0

I have a Linux based application (Drupal - PHP + Apache + MySQL) that is quickly scaling to hold thousands of pictures in the same folder. I am probably close to 2,000 right now. Are there any drawbacks of having so many images in a single folder? Could it represent an impact in terms of performance?

I am not planning to browse files in that folder and the server is simply serving the images when their URL is requested, but I wonder if I will have problems in the future (the application is scaling, scaling in terms of number of pictures and it could go as far as 20,000, 30,000 images...). Maybe I should plan a strategy for splitting this monstrous images folder into subfolders, like using usernames for subfolders, or the year-month the picture was uploaded.

In a nutshell, the questions are: is it bad to have thousands of images in the same folder for a Linux server (not sure which flavor is being used for my app, it is actually in a shared hosting environment)?
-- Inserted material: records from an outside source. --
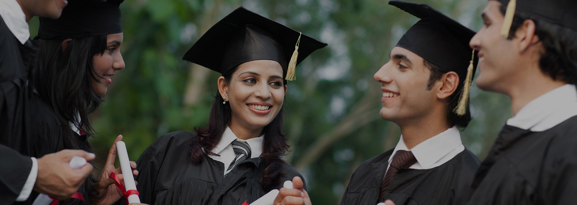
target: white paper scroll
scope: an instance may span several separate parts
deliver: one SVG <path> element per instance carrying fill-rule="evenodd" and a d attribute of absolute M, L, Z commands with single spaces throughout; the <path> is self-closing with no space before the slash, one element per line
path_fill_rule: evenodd
<path fill-rule="evenodd" d="M 130 161 L 128 159 L 128 152 L 126 151 L 126 144 L 122 141 L 116 143 L 116 149 L 118 151 L 118 161 L 120 161 L 120 169 L 124 176 L 124 187 L 126 191 L 136 190 L 136 184 L 134 184 L 134 177 L 132 176 L 132 169 L 130 167 Z M 132 195 L 128 196 L 128 203 L 140 203 L 138 195 Z"/>
<path fill-rule="evenodd" d="M 292 189 L 293 182 L 291 181 L 285 181 L 284 184 L 283 184 L 283 187 L 287 189 Z M 273 205 L 275 199 L 276 198 L 276 195 L 279 195 L 279 192 L 278 189 L 272 189 L 272 191 L 267 193 L 264 196 L 258 198 L 258 199 L 257 199 L 250 205 Z"/>
<path fill-rule="evenodd" d="M 68 165 L 72 169 L 78 169 L 84 166 L 84 165 L 86 165 L 86 159 L 78 156 L 73 157 L 70 159 L 70 162 L 68 163 Z M 50 199 L 50 197 L 48 196 L 48 195 L 40 193 L 34 200 L 34 202 L 32 202 L 32 205 L 50 205 L 53 201 L 54 200 Z"/>

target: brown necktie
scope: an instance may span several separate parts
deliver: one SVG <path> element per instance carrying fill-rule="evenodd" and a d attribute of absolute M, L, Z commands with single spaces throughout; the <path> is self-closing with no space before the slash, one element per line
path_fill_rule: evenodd
<path fill-rule="evenodd" d="M 381 193 L 379 195 L 379 202 L 384 202 L 385 192 L 389 188 L 391 182 L 393 181 L 393 178 L 395 178 L 397 170 L 400 168 L 409 168 L 415 162 L 417 158 L 410 151 L 397 150 L 393 160 L 391 161 L 391 167 L 387 171 L 385 178 L 381 184 Z"/>

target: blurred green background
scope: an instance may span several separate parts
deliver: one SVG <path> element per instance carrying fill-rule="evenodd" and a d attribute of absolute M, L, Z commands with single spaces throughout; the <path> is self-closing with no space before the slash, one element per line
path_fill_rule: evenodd
<path fill-rule="evenodd" d="M 418 0 L 473 29 L 482 27 L 486 1 Z M 207 124 L 219 73 L 181 59 L 208 28 L 240 6 L 328 43 L 297 68 L 284 106 L 286 159 L 305 176 L 315 204 L 338 204 L 351 174 L 394 148 L 395 124 L 380 118 L 380 84 L 373 74 L 418 21 L 385 0 L 126 0 L 122 53 L 106 101 L 91 118 L 92 142 L 103 163 L 119 134 L 138 159 L 159 136 Z M 33 38 L 38 20 L 29 23 Z M 481 159 L 510 117 L 507 96 L 471 92 L 474 119 L 463 144 Z M 98 174 L 98 173 L 97 173 Z"/>

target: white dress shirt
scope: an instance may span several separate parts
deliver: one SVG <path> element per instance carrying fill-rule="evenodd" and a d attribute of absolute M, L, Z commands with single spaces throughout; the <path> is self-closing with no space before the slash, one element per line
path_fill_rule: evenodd
<path fill-rule="evenodd" d="M 24 44 L 30 39 L 30 30 L 28 24 L 26 23 L 26 14 L 16 0 L 0 0 L 0 16 L 20 43 Z M 20 191 L 20 194 L 16 197 L 16 202 L 24 202 L 28 199 L 36 183 L 38 176 L 38 162 L 33 157 L 31 158 L 32 159 L 32 167 L 24 186 Z"/>
<path fill-rule="evenodd" d="M 30 39 L 26 14 L 16 0 L 0 0 L 0 16 L 10 31 L 23 44 Z"/>
<path fill-rule="evenodd" d="M 459 153 L 465 150 L 465 147 L 461 142 L 461 135 L 456 126 L 447 129 L 433 137 L 424 141 L 415 147 L 409 150 L 403 140 L 401 135 L 400 140 L 397 143 L 393 153 L 389 158 L 389 165 L 387 166 L 387 170 L 391 166 L 391 161 L 398 150 L 410 151 L 417 158 L 417 162 L 409 167 L 414 169 L 429 169 L 436 167 L 448 162 Z M 387 174 L 387 172 L 385 172 Z"/>
<path fill-rule="evenodd" d="M 260 156 L 260 154 L 263 153 L 263 140 L 264 139 L 264 135 L 261 135 L 258 137 L 251 138 L 246 140 L 241 140 L 238 139 L 237 135 L 233 133 L 233 131 L 230 128 L 227 127 L 226 130 L 224 131 L 224 133 L 222 134 L 222 138 L 220 139 L 220 141 L 219 141 L 216 147 L 212 149 L 212 152 L 220 155 L 220 156 L 208 155 L 212 159 L 224 164 L 223 174 L 226 172 L 226 169 L 228 167 L 228 165 L 230 165 L 230 163 L 233 162 L 234 158 L 237 156 L 237 155 L 234 154 L 234 150 L 233 150 L 233 145 L 231 144 L 233 141 L 234 141 L 235 139 L 246 141 L 250 146 L 251 156 L 250 158 L 248 158 L 248 159 Z"/>
<path fill-rule="evenodd" d="M 533 132 L 549 129 L 577 115 L 577 89 L 567 84 L 527 103 L 507 124 Z"/>

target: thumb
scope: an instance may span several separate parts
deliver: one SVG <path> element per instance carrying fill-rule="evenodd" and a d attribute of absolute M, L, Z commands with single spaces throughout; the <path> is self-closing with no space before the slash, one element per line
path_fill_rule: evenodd
<path fill-rule="evenodd" d="M 301 192 L 304 190 L 304 183 L 302 182 L 302 179 L 298 176 L 293 177 L 293 188 L 300 190 Z"/>
<path fill-rule="evenodd" d="M 114 178 L 108 177 L 103 179 L 102 180 L 100 180 L 100 181 L 99 181 L 98 183 L 100 184 L 100 185 L 103 187 L 108 187 L 108 186 L 110 186 L 111 185 L 114 184 L 114 183 L 116 183 L 116 180 L 115 180 Z"/>

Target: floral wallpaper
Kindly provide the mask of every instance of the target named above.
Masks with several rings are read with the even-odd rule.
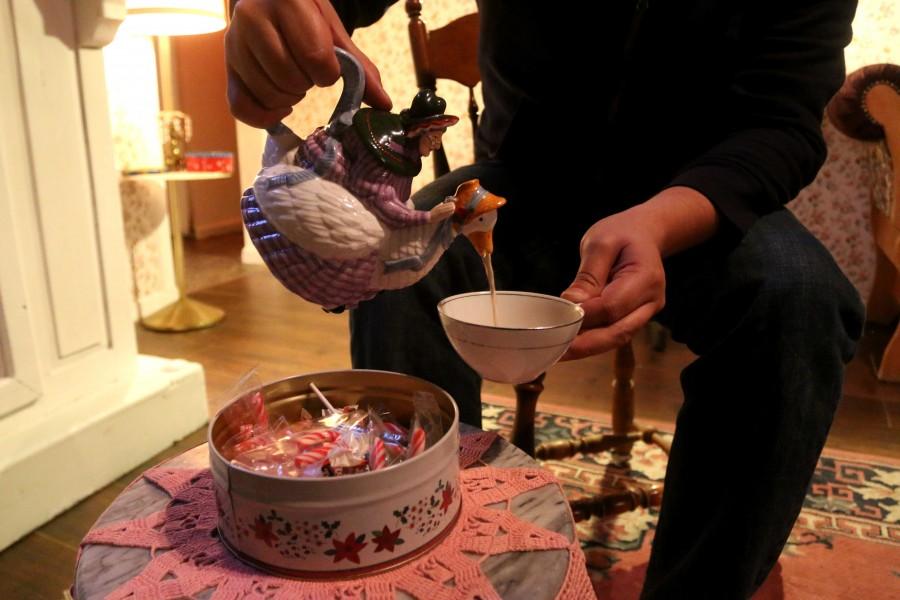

Should I do something to avoid this approach and split those items into subfolders? Are there any recommendations in terms of number of files per folder, or maximum number of files per folder?

Thank you for sharing your thoughts about this.

Marcos Buarque
  • 3,318
  • 8
  • 44
  • 46

1 Answers1

1

It strongly depends on the file system (and also the mount options).

Recent file-systems (ext4, btrfs ....) are able to deal with huge directories containing a lot of files (so probably could deal with a directory with half a million files).

However, you won't be happy in the rare cases you need to fsck a multi-terabyte file system!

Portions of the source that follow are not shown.